The Mahoning Creek Dam, located between Redbank Township and Wayne Township in Armstrong County, near Kittanning, Pennsylvania, was originally built in 1941 as a flood control structure by the U.S. Army Corps of Engineers. While the design included a conduit allowing the dam to be used to produce hydroelectric power, the project was never completed due to World War II. Decades later, Enduring Hydro, LLC was able to follow through with the original plan of a functioning hydroelectric facility at Mahoning Creek Dam.
After breaking ground in February 2013, the plant began commercial operations by December of that year. Today the facility is made up of a 50-foot-high intake structure attached to the upstream face of the dam, a 1,090-foot-long, 10-foot-diameter penstock, and a powerhouse containing a 4-megawatt (MW) and a 2-MW vertical-shaft generating unit. It is expected to produce more than 20,000 megawatt hour of electricity annually for at least 50 years. “In addition to its environmental benefits, this purchase will also reduce our anticipated annual energy costs for the next 10 years,” said Maruszewski.

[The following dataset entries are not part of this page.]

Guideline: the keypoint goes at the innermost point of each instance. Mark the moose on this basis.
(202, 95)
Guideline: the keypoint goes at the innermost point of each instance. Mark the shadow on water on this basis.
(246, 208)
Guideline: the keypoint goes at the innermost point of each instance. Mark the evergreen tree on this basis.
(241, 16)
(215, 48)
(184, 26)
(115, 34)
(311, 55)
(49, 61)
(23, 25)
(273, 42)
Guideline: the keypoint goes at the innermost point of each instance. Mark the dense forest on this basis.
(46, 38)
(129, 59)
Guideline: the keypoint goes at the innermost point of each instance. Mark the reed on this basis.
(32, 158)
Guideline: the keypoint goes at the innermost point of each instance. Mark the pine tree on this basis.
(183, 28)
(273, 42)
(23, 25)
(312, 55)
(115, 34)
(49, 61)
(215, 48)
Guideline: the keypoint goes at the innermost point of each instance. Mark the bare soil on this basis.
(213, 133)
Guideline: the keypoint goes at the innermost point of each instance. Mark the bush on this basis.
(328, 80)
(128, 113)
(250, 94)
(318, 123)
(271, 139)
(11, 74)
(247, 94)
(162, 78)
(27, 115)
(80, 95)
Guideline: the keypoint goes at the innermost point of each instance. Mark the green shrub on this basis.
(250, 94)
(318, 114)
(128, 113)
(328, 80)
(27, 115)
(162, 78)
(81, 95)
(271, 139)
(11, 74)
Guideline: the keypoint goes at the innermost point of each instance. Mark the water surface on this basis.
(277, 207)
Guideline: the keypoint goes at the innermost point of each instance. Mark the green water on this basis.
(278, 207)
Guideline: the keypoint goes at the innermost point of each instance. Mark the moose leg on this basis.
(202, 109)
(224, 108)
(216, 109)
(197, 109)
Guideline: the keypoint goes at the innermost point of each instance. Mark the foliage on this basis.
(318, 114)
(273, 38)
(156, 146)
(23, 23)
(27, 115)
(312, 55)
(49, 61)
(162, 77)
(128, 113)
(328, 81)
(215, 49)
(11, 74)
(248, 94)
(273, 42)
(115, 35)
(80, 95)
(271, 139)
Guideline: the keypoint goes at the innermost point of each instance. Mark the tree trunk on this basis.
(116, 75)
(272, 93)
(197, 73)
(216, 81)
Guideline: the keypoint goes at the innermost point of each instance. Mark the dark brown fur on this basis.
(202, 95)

“I’m proud that Penn State and OPP were supportive of and a part of this project,” said Rob Cooper, director of energy and engineering in OPP. “The partnership is good for Penn State because it offers educational opportunities for our students, while providing green power to support our carbon reduction efforts. Beyond that, it provides a competitive energy price point for the University, provides jobs and utilizes existing infrastructure within Pennsylvania.”
According to Kristina Johnson, chairman and CEO of Enduring Hydro LLC, the Mahoning Creek facility is just one of 45 dams across the state of Pennsylvania with the infrastructure in place to become hydropower facilities. It is estimated these facilities combined could produce 630 MW and create more than 10,000 jobs.
“We’re grateful to Penn State for the partnership in helping make this project a reality,” said Johnson. “The project really speaks to the vision and cooperative spirit of Penn State.”